Researchers who investigated the accidents found several contributing causes. These included the following institutional causes:

  • AECL did not have the code independently reviewed.
  • AECL did not consider the design of the software during its reliability modelling.
  • The system documentation did not adequately explain error codes.
  • AECL personnel initially did not believe complaints.
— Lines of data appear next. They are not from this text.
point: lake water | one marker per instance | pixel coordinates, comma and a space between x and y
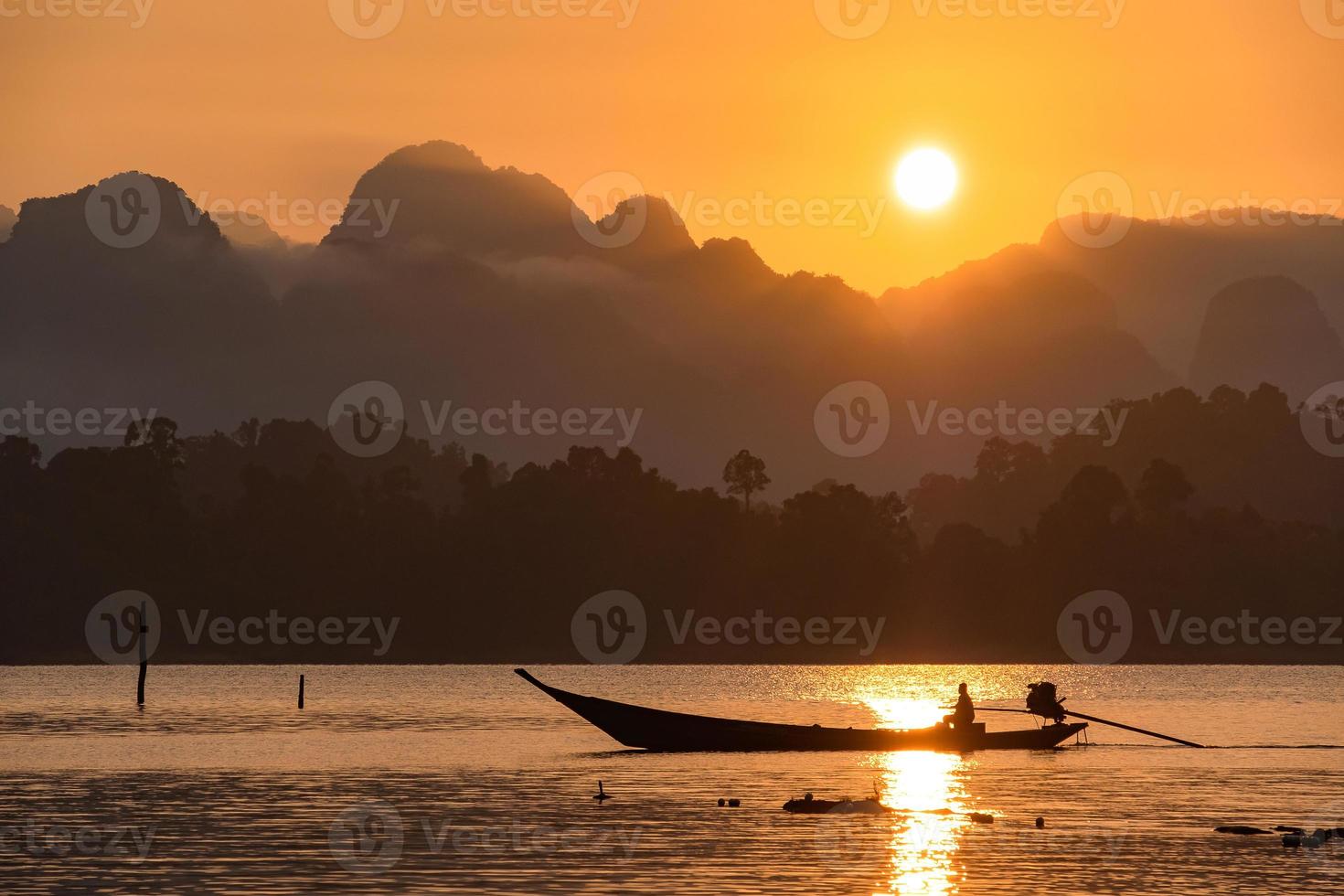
466, 779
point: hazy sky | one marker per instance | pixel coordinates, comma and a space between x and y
709, 101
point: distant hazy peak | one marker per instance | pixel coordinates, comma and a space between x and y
440, 155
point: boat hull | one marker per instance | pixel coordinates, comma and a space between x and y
663, 731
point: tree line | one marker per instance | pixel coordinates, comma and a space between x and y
484, 564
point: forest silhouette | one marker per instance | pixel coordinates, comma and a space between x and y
486, 566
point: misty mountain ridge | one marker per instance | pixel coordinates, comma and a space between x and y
484, 291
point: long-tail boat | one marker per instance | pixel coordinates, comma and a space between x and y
664, 731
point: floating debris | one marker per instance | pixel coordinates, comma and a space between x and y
812, 806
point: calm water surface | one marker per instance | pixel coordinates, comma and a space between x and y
466, 779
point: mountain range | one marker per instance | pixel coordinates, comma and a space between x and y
489, 288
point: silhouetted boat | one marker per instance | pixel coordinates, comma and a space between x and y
667, 731
812, 806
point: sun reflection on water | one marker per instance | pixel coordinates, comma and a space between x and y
929, 798
930, 804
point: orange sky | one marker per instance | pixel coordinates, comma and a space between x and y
705, 100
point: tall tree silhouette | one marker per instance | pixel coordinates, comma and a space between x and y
745, 475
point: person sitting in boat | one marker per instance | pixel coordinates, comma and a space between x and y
965, 710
The researchers also found several engineering issues:

  • The design did not have any hardware interlocks to prevent the electron-beam from operating in its high-energy mode without the target in place.
  • The engineer had reused software from older models. These models had hardware interlocks that masked their software defects. Those hardware safeties had no way of reporting that they had been triggered, so there was no indication of the existence of faulty software commands.
  • The hardware provided no way for the software to verify that sensors were working correctly (see open-loop controller). The table-position system was the first implicated in Therac-25's failures; the manufacturer gave it redundant switches to cross-check their operation.
  • The equipment control task did not properly synchronize with the operator interface task, so that race conditions occurred if the operator changed the setup too quickly. This was evidently missed during testing, since it took some practice before operators were able to work quickly enough for the problem to occur.
  • The software set a flag variable by incrementing it. Occasionally an arithmetic overflow occurred, causing the software to bypass safety checks.
  • The software was written in assembly language. While this was more common at the time than it is today, assembly language is harder to debug than most high-level languages.